Thank you, willemj. 

The amp I supply with the Swarm has a single band of parametric EQ, but most people don't use it.  The only time I've used it has been to extend the very bottom end a bit when all of the modules were in sealed-box mode,  in a situation where we really should have left some of the ports unplugged but the customer insisted they all be plugged.  We used a real-time analyzer but didn't save any of the curves.  I haven't heard from anyone who has made measurements with the parametric EQ in play.  I have heard from multiple customers reporting +/- 3 dB in-room across the bass region, with the -3 dB point clocking in a bit south of 20 Hz, without EQ.  

One of my customers had been using a Meridian processor that had been professionally calibrated for his previous sub.   He reset all the filters to flat and called in the technician after he had set up the Swarm.  After making his measurements, the only thing the technician did was adjust the level a bit.  No further equalization was needed.  Apparently the technician said he'd never seen anything like it, and he'd been doing this for many years.   

But it's not either/or!   I am sure the Swarm would work very well with EQ, especially something well thought-out like the Antimode, in part because the spatial variation (change in frequency response at different locations) is greatly reduced by the distributed multisub configuration. 

Duke

wolf_garcia

The show is pretty easy in easy out. Frontier Airlines " cheap flights now on sale " to DIA then $35 shuttle to Marriott. There are other hotels close by that are cheap to stay at. 

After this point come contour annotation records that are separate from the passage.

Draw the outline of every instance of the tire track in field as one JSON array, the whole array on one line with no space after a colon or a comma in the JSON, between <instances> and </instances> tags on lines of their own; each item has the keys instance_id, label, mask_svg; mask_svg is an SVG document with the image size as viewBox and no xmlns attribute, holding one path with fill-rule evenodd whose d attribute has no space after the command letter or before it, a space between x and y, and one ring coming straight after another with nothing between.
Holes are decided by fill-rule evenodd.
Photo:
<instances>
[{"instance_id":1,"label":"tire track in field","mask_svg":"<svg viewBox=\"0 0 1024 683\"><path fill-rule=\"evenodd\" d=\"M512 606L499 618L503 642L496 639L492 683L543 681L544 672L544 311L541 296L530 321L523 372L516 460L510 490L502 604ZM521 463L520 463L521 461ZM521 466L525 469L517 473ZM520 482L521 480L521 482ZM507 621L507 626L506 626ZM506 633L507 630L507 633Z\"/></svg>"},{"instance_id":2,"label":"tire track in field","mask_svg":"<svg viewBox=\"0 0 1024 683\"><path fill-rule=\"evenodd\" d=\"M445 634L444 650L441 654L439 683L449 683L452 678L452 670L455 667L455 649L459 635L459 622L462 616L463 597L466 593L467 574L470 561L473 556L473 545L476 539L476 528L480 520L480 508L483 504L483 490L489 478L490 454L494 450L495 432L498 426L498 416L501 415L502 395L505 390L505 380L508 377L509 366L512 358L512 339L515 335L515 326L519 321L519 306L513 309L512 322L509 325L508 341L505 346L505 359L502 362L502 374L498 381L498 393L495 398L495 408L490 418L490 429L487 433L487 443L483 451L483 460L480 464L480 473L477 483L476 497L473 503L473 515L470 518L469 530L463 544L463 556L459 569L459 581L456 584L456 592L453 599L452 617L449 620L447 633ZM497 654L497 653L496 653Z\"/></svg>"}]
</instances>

I am going to be in the Bricasti Room 7013. Managed to get a pair of Wilson Benesch Evolutions to take to the show. Should sound great, I have a good history at the show. In another room, the Larkspur Wilson Beseech will have a pair of the Torus Infrasonic Generators. Or as Jonathan Valin said " 

"Strokes of genius are rare in any field,
          but I think Milnes’ Torus qualifies”

 - Jonathan Valin, The Absolute Sound, 2007

Anyway if you make it you can try to be kind to me, even if you have to go  against your nature.